John: The idea of this zine is to talk about the idea of security on campus and how the university is using this idea of safety to repress and surveil the Concordia community. We wanted to get different perspectives on this and were thinking about how those kinds of similar narratives play out in communities that are right next door to the university as well. So, I wanted to let you talk about how the idea of safety is being used in Chinatown and what the reality of policing, surveillance and repression is like there.
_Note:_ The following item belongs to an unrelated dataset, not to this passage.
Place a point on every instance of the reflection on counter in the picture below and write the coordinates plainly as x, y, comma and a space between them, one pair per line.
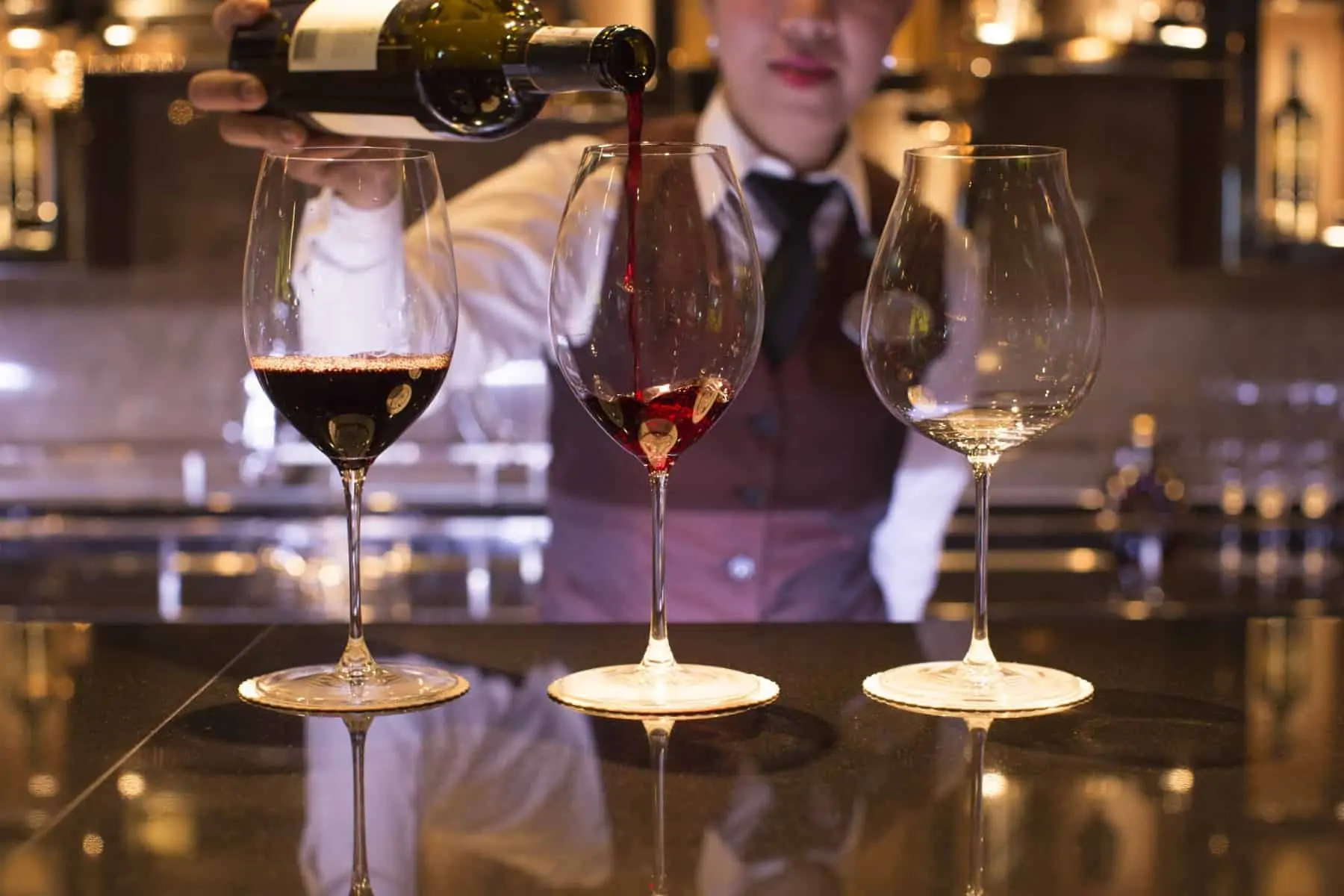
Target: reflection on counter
1236, 788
May Chiu: The concept of security and safety for the past few years has been automatically linked to homelessness and marginality. Chinatown, like many areas in Montreal, has been hit by the housing crisis. But historically there had always been a number of shelters on the outskirts of Chinatown, and for 20 years now, there has been an Indigenous shelter inside Chinatown’s territory. Or, as I prefer to say, Chinatown has surrounded an Indigenous shelter for 20 years now.
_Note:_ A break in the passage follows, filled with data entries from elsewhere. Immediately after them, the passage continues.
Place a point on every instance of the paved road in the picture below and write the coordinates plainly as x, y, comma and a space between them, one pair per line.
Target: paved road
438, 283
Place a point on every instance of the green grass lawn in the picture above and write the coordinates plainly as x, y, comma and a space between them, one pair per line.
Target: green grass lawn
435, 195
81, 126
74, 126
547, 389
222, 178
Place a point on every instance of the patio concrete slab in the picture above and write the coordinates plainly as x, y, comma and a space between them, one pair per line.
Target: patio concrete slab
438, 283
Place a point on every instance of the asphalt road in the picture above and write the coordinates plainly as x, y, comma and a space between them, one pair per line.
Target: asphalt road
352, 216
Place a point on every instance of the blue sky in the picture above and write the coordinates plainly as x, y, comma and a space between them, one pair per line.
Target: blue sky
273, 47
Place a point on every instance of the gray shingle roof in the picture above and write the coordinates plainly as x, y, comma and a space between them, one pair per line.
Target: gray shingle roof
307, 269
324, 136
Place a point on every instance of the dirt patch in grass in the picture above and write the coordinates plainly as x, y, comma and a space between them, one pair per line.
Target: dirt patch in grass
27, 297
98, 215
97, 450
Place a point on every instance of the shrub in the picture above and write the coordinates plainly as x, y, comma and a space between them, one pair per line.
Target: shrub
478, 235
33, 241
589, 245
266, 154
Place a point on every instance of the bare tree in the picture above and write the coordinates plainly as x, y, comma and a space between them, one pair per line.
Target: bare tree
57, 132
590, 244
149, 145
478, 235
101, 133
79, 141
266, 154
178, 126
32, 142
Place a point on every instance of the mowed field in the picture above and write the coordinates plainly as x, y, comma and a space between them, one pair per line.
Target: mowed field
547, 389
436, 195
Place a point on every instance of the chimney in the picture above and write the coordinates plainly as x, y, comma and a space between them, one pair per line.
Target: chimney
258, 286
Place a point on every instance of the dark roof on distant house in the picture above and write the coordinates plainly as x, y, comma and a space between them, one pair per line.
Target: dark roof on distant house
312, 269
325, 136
Chinatown, like many other neighbourhoods, has seen expressions of homelessness become very evident to the point of provoking lots of outright social tensions on public space, just because housed and unhoused people have to share the same space and things don’t always go well.
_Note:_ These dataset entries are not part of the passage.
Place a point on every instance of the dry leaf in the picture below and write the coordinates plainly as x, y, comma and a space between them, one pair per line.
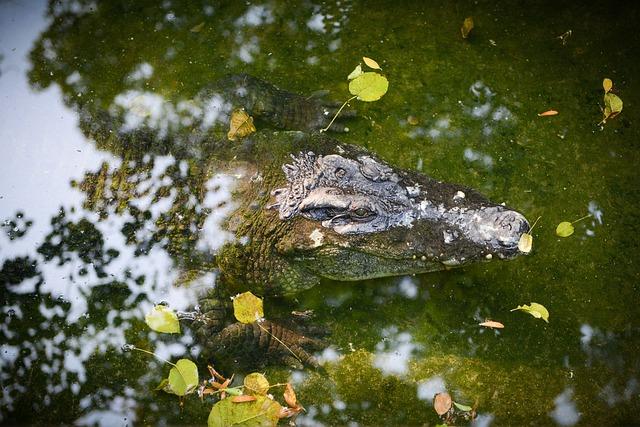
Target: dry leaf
442, 403
525, 243
197, 28
290, 396
466, 28
243, 398
371, 63
240, 125
412, 120
492, 324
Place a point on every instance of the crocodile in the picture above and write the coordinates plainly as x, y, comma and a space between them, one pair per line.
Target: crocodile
310, 207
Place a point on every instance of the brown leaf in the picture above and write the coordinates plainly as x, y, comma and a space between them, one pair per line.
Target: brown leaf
240, 125
243, 398
492, 324
442, 403
466, 28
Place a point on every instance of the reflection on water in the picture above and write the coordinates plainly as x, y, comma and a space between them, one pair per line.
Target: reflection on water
108, 205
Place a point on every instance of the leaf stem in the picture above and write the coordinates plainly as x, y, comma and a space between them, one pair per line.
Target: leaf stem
156, 356
580, 219
337, 113
278, 339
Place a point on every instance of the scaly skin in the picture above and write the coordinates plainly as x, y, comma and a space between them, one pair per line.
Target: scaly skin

So for the past almost two years, there has been an organization, which ironically is an anti-racist organization, they’ve done really good work in terms of anti-racism, but they’re a very liberal organization, and for two years they’ve been organizing distressed housed residents and merchants in Chinatown to be extremely pro-police. Which is fine! I don’t have an issue with people being pro-police. What I do have an issue with is proposing increased policing and surveillance as the sole answer to a hugely complex crisis, such as the housing crisis, mental health crisis, addiction crisis, the crisis of poverty. Policing is being used to instrumentalize people who are looking for an immediate and quick fix. For example, last year these groups of residents held four press conferences to demand the city close a shelter inside Guy Favreau.
We in the Chinatown Round Table try to offer other long term sustainable solutions, but they aren’t sexy. Our position was, if you want to ask for the closing of the shelter, fine, but that is a vastly insufficient solution to these multiple crises happening in Chinatown. So what happened? The shelter got closed, people got kicked out on the street, and this year the press conferences started again saying “We want to dismantle all these tents!”
So this is our frustration, if we are going to put effort into finding solutions, let's find lasting solutions. Solutions that also center the safety and security of unhoused residents, along with the housed residents. Because I think we can come to a consensus on that. This is where the class prejudice comes out. Because when people talk about “safety” and “security”, they always think about it for their social class. They don’t look at the reality in terms of: Who are the people who are actually dying in Chinatown, and all over the city? Who are the people who are getting stabbed, robbed and beaten? They are the people who are the most marginalized and the most vulnerable, but we never talk about that discourse.
They’ve been courting the police with such passion for two years now. Personally, I don’t think bubble tea with cops, or mooncakes with cops is going to fix the multiple crises.